HaskellX 2018
I attended the 2018 Haskell eXchange (HaskellX) conference this week. It’s a two-day conference on the programming language Haskell, and its use in industry. Below a brief summary of some of the talks that I found to be personal highlights, with links to the recordings - check them out! See the full programme here.
- How to Deploy your Haskell Code Hundreds of Times a Day
- One of the keynotes, on how code is rapidly deployed to production at FB.
- In the system described, they do this by pushing all their business logic into libraries which are compiled to shared objects, and then hot-swapping these updated shared objects and loading into the main program on demand.
- This approach is required for use-cases such as abuse-detection (removing abusive content posted by users) where they need to deploy updated logic/rules/heuristics ASAP in response to some new threat (in seconds), and they cannot tolerate longer times associated with a full deployment (i.e. restarting machines, reconnecting to dependent services, etc).
- He also mentioned how they have a tool in their code review system that will run the code-presented-for-review against some simulated production traffic replay and report back performance stats. Nice! (Related?)
- Headfirst into Haskell
- An honest experience report based on the speaker’s first year working with Haskell.

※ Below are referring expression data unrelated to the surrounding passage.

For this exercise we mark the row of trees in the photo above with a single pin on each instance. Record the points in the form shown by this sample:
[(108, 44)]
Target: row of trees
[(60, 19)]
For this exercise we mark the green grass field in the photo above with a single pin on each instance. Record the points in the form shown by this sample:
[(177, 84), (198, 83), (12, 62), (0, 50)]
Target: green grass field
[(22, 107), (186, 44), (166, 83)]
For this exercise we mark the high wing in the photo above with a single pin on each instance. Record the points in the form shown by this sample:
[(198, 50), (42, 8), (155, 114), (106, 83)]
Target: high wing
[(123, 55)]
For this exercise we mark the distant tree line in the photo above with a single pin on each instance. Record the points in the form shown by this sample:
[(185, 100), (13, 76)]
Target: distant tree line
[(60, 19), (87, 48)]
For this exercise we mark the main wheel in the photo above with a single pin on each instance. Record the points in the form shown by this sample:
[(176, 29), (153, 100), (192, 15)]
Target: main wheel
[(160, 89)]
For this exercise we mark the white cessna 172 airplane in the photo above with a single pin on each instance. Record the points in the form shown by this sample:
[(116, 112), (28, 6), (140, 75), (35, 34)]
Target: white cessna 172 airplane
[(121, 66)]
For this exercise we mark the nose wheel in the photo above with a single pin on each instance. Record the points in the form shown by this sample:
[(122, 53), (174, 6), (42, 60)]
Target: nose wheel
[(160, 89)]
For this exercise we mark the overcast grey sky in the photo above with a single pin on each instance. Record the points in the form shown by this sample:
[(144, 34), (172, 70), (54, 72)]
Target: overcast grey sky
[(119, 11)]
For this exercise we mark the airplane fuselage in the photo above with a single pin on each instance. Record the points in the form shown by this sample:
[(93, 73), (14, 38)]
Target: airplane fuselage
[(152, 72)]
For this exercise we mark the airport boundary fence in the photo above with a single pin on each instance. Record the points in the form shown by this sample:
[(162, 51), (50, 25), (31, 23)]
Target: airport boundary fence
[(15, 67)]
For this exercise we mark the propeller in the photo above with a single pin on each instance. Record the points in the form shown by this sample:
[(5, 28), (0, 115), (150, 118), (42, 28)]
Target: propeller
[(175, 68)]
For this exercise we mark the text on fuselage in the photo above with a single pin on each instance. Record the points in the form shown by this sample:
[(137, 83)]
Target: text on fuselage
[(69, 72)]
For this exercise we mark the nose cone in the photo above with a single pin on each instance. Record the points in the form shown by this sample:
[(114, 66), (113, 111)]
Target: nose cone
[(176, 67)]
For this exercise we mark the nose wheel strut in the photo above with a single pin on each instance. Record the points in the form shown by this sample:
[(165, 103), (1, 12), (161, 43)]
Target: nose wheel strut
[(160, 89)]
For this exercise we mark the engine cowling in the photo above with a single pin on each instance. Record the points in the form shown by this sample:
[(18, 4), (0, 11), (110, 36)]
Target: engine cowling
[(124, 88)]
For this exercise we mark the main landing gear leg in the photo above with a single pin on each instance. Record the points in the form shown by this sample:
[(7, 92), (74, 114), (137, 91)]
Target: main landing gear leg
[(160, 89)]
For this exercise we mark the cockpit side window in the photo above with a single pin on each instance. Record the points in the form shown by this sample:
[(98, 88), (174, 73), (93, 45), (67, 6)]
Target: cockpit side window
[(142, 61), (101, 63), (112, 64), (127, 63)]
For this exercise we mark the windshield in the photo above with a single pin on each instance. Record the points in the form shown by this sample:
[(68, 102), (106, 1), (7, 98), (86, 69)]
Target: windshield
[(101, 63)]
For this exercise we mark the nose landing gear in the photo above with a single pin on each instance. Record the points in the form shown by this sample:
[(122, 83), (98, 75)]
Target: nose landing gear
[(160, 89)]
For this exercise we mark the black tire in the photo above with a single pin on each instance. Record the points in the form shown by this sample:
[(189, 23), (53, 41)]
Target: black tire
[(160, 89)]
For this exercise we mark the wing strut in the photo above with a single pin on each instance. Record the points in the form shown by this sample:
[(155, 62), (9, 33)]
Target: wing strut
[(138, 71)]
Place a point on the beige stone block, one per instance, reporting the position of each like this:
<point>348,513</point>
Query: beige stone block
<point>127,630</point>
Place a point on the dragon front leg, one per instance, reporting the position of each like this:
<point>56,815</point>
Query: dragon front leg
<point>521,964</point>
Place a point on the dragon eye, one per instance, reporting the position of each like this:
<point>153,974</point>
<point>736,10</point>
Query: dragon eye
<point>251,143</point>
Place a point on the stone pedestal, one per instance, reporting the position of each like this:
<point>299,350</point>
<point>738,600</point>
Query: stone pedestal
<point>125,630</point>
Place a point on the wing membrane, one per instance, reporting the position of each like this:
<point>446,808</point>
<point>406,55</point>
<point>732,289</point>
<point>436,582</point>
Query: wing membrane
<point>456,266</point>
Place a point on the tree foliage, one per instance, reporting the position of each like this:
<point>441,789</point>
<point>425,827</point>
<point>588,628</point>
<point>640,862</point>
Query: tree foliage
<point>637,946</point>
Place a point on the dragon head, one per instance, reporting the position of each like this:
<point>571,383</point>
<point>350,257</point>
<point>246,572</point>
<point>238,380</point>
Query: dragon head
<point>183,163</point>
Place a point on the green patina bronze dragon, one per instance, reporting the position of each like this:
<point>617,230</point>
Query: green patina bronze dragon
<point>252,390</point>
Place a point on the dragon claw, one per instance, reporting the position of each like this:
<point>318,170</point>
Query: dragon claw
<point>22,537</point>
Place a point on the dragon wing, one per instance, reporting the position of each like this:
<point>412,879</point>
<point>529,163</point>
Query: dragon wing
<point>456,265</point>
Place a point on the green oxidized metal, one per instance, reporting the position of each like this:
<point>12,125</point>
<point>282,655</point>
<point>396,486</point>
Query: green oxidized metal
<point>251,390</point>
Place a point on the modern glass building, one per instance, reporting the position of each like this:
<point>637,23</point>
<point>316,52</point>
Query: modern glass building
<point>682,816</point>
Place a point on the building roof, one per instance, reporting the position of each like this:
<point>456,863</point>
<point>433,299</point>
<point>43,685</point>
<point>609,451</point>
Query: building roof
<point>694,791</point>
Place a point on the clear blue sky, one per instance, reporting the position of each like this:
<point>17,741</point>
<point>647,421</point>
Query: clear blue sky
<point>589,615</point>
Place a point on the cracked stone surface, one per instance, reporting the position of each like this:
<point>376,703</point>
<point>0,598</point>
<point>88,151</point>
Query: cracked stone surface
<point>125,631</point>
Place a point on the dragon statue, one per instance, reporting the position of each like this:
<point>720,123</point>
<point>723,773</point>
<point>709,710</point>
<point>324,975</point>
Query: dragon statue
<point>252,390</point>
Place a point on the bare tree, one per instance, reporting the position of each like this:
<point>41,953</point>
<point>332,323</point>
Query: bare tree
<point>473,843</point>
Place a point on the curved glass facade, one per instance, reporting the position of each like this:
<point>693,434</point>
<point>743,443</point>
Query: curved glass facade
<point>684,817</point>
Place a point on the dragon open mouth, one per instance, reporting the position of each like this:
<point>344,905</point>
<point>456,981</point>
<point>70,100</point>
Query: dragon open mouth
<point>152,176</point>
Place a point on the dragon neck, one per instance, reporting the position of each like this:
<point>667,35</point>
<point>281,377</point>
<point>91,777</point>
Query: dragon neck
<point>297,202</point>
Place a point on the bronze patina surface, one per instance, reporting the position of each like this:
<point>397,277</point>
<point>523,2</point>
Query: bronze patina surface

- One interesting topic touched on is that of Contempt Culture; for example looking down at people who use other programming languages, and the closed-mindedness that ensues. Contempt Culture disproportionately affects those who are under-represented minorities in Tech, who may have taken non-traditional routes into the industry.
- Building a Multi-Billion Dollar Cryptocurrency with Haskell
- The speaker presents his view on what has setup his organisation for success in building their cryptocurrency/platform.
- Its developed in Haskell, and he describes how that’s made it a success: Haskell programmers tend to be more sympathetic to the world of mathematics and academic rigor, which is necessary in defining and solving the underlying engineering problems that arise when building blockchain systems (engineering problems around distributed systems, networking, etc., as well as finance/economics/regulatory concerns)
- Liquid Haskell
- Liquid Haskell is an extension to the Haskell language that allows you to prove things about your code, which are then confirmed at compile time.
- For example, if you had a function that given a list, returned the head of a list, but wanted it to not throw a runtime exception in the case that the list was empty, then using Liquid Haskell you could: encode as a type the notion of a non-empty list, and then annotate your function with a precondition to say that this function only takes non-empty lists. This check would then instead throw a compile-time error if that condition is violated, which can be dealt with more readily.